Le forze attive nell’America Centrale
Detto questo, ci si deve chiedere quali sono le forze che operano nell’America Centrale, e in che senso lo fanno nell’attuale crisi.
Da un lato, è necessario mettere in risalto la esistenza di ecclesiastici – il cui potere e la cui influenza sono, in ogni caso, decisivi -, che, con frequenza, hanno operato, da quando si è reso evidente il processo di «autodemolizione della Chiesa», nel senso di trasformare l’atteggiamento conservatore del popolo, prima in «riformistico» e poi in «rivoluzionario».
D’altro lato, le forze «riformistiche» laiche, di natura chiaramente socialistica, come la Democrazia Cristiana, la Internazionale Socialista, alle quali si dovrebbe aggiungere la pressione dell’establishment nordamericano, che opera generalmente in senso favorevole allo spostamento a sinistra.
Le forze che hanno affinità con la Internazionale Socialista e con la Democrazia Cristiana generalmente si alternano con i militari locali nell’esercizio del potere. A volte – non sempre – l’elemento militare assume una posizione anticomunista, ma quasi invariabilmente senza capire che governare non significa anzitutto dominare; ma, piuttosto, guidare la pubblica opinione sulle vie dell’ordine e della tradizione, avendo di mira il miglioramento che normalmente essa desidera. Per questa ragione, i militari rimangono al potere periodi molto spesso lunghi, ma alla fine sono costretti a cederlo a qualche partito politico, attraverso elezioni, non raramente di discutibile veridicità.
I partiti affini a questa o a quella tendenza, quando conquistano il governo, mirano al rafforzamento del potere statale, limitano la iniziativa privata, favoriscono l’ugualitarismo e incrementano la lotta di classe. E nella misura in cui lo fanno, perdono di prestigio e aprono la strada ai regimi di fatto.
Insomma, nei paesi nei quali vige una democrazia stabile, i partiti politici si alternano al potere, al quale ascendono principalmente a causa del declino del gruppo avversario, e non in virtù della propria popolarità.
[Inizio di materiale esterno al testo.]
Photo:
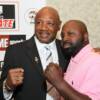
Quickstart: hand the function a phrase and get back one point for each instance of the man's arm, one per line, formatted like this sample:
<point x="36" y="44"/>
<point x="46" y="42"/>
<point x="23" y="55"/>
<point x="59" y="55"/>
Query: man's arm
<point x="53" y="74"/>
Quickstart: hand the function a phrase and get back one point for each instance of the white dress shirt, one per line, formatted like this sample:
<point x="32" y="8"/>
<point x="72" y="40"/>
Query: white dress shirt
<point x="43" y="54"/>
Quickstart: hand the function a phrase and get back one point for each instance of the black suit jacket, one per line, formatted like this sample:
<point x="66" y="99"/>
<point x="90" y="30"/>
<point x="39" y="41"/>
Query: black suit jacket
<point x="25" y="55"/>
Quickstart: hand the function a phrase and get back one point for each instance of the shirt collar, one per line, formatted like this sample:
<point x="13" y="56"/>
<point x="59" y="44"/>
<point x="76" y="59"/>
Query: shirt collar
<point x="82" y="53"/>
<point x="42" y="45"/>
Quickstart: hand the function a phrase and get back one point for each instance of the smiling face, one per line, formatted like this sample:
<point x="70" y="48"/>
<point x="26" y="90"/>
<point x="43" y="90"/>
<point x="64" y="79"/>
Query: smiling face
<point x="47" y="24"/>
<point x="74" y="37"/>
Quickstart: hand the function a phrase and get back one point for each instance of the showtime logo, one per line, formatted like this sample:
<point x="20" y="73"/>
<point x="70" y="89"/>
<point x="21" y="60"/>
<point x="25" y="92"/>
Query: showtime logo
<point x="4" y="42"/>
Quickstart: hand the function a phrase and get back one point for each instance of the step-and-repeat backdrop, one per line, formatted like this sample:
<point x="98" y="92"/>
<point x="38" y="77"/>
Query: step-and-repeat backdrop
<point x="16" y="22"/>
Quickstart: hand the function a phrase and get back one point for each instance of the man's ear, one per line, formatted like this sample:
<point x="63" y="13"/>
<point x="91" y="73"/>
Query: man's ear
<point x="86" y="37"/>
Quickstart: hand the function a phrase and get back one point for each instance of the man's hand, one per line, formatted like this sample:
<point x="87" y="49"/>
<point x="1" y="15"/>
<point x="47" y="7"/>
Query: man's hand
<point x="15" y="78"/>
<point x="53" y="74"/>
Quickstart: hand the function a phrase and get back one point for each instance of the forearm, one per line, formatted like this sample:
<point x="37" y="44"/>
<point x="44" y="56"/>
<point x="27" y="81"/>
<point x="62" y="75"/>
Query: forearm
<point x="69" y="93"/>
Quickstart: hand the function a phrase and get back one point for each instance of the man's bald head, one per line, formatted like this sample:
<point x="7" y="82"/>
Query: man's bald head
<point x="78" y="24"/>
<point x="50" y="11"/>
<point x="74" y="37"/>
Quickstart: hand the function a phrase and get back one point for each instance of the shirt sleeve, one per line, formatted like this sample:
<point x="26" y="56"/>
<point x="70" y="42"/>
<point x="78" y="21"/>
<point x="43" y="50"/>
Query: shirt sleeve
<point x="91" y="85"/>
<point x="7" y="94"/>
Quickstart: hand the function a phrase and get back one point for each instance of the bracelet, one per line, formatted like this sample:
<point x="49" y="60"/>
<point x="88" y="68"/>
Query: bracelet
<point x="7" y="87"/>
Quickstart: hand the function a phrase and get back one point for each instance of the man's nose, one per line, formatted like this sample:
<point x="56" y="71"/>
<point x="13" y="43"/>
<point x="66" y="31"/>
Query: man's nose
<point x="44" y="26"/>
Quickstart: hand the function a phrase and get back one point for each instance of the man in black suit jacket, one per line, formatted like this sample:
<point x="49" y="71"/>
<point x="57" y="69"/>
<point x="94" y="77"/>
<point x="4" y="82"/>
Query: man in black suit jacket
<point x="22" y="74"/>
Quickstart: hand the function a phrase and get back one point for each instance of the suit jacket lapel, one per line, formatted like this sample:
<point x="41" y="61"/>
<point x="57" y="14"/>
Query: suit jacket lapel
<point x="32" y="53"/>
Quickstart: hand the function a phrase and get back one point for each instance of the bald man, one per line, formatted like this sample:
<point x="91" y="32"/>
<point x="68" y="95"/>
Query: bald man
<point x="22" y="74"/>
<point x="81" y="80"/>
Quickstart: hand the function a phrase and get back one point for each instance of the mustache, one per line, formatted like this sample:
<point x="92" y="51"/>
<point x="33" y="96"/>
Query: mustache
<point x="66" y="43"/>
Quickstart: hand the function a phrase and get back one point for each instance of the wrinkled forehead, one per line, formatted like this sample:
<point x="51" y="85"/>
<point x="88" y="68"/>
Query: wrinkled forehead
<point x="75" y="26"/>
<point x="48" y="14"/>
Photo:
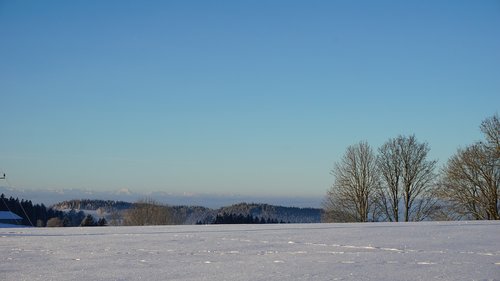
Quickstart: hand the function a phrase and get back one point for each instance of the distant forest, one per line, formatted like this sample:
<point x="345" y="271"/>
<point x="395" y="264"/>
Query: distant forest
<point x="87" y="212"/>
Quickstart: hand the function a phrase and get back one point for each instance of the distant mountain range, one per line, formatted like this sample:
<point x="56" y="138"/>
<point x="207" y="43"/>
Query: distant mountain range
<point x="53" y="196"/>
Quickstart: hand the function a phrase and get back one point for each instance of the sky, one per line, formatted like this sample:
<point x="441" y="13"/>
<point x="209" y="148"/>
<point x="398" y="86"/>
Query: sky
<point x="235" y="97"/>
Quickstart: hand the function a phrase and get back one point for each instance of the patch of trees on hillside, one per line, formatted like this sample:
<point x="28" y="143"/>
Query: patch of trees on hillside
<point x="397" y="181"/>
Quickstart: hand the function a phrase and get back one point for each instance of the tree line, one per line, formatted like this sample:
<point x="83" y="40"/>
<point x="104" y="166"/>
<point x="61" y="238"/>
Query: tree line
<point x="398" y="182"/>
<point x="39" y="215"/>
<point x="230" y="218"/>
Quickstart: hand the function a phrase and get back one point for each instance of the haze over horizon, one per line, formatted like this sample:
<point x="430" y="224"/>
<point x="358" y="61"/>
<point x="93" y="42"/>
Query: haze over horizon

D’altro lato, dove la democrazia non è stabile, la demagogia dei politici di centro-sinistra porta indirettamente i militari al potere, e questi, a loro volta, ne sono sloggiati quando diventano «logorati».
In questo quadro, una forza soltanto ha per anni mantenuto la sua mancanza di significato: la sinistra estrema, nonostante il suo impegno nel trarre beneficio dagli errori praticati dai regimi che si sono succeduti. Per essa il problema consisteva nel come uscire da questo cronico ristagno.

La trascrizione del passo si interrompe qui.